Home Is Where the Health Is
This 105-year-old home (at left) may not look like it at first glance, but it is a living laboratory—the Healthy Home Laboratory. Here, researchers from across Pitt and the community are designing and testing real-world evidence-based solutions to support community living among aging adults, people with disabilities, and other vulnerable populations.
The lab is a collective undertaking, a gathering place for health care and technology experts.
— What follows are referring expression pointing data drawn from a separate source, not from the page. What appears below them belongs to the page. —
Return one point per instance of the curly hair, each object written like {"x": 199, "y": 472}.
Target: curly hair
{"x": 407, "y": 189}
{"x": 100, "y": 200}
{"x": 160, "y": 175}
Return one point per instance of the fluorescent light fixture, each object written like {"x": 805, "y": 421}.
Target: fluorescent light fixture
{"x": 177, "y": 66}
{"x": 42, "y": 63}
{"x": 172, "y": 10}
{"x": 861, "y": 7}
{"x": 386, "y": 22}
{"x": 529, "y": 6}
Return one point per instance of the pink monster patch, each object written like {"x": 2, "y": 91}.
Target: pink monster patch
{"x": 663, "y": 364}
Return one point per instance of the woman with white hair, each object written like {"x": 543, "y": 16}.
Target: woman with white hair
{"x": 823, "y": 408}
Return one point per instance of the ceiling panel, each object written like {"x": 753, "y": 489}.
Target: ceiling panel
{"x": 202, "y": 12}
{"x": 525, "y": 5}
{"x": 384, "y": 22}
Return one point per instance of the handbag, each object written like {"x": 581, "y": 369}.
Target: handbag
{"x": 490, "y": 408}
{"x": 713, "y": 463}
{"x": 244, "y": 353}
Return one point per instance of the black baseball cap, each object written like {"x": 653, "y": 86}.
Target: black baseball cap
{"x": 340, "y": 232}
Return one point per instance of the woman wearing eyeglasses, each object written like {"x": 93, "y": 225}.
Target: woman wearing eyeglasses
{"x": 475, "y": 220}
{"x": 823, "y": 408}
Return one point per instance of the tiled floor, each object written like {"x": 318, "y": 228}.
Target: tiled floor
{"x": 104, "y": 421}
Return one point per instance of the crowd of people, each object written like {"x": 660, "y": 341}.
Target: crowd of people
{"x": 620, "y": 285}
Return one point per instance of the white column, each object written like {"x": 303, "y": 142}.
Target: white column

At any given moment, experts in the lab are designers, craftspeople, engineers; or clinicians from the Health Policy Institute; Pitt’s School of Health and Rehabilitation Sciences, School of Public Health, School of Nursing, School of Medicine, and Swanson School of Engineering; as well as community organizations like Community Aging in Place Advancing Better Living for Elders, Women for a Healthy Environment, and the Allegheny County Area Agency on Aging.
Recognized as a testbed site by AARP’s AgeTech Collaborative, the lab received an almost $1 million grant from the U.S. Department of Housing and Urban Development to develop assessment tools and interventions to make homes safer for vulnerable populations and a $5 million grant from the Administration for Community Living to develop and test smart home interventions.
The researchers leading the effort are Everette James, M. Allen Pond Professor of Health Policy and Management; Jonathan Pearlman, associate professor and chair of the Department of Rehabilitation Science and Technology; Pam Toto, professor of occupational therapy; and Steven Handler, associate professor of geriatrics.